Well, Weldon has excelled again.
But first a quick rundown on what the AEF Resources Map is about. AEF stands for American Expeditionary Forces and this series of maps and locations are overlaid on the a GIS (Geographic Information System) owned by Arcgis.com. Initially when I found this site, from the Meuse-Argonne FB page, it contained the:
- Initial Burial Plats for WWI American soldiers
- Lists of Cemeteries
- Griffin Group Photos
- Tench lines
- Areas of operations for US units
- Front Lines over time
I was lucky because my Louis was buried at a site that was recorded in the Initial Burial Plats survey completed by the Grave Registration Service (GRS) in 1919.
However, many U.S. soldiers were buried in isolated graves, 1 to 10 graves, which were not mapped. The location of these burials were recorded on the individuals burial card, so given the right map with the right grid, you could find the burial location.
Now Weldon to the rescue to make life easier. He has plotted most of these individual grave sites, labeled them and given them the tag of Isolated Burial on his map.
Even more, he has created a searchable database, American WWI Burial Cards, where you can look up the solider and find an extract from the burial card and a hyperlink to the burial card.

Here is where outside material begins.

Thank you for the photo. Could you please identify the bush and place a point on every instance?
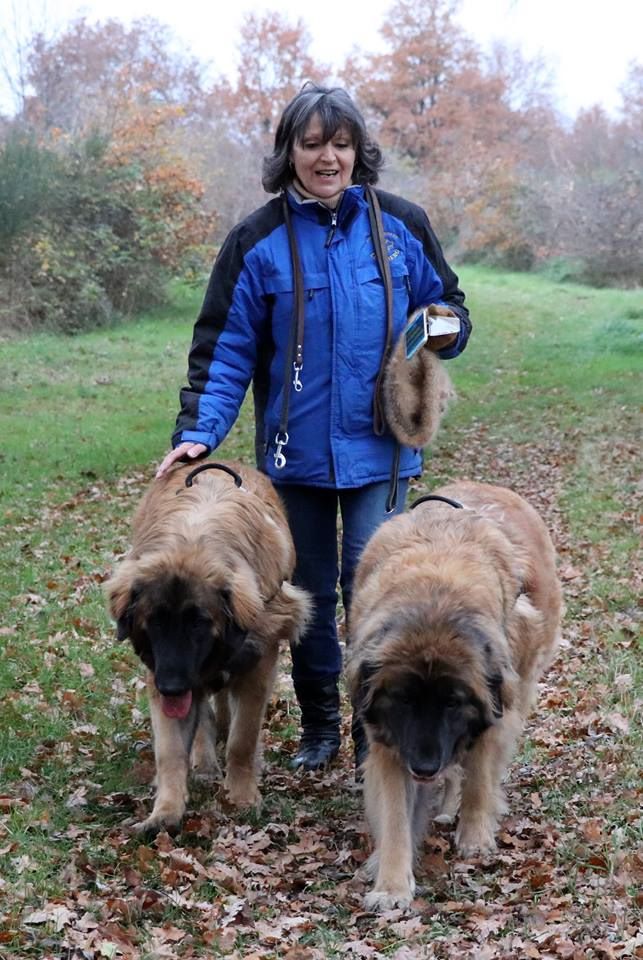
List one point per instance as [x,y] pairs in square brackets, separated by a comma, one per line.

Unfortunately there is no link to the AEF Resource Map (yet), but all is not lost. If you look at the top right corner of the map you'll see 4 search icons. Selecting the right one will take you the location of the grave site as in the example shown below. You can search by Name, Organization, Cemetery Number, or Plat Number depending on what data you have and it should take you to where your solider was initially buried.
Finally, BIG THANKS to Weldon and all the volunteers for making this happen.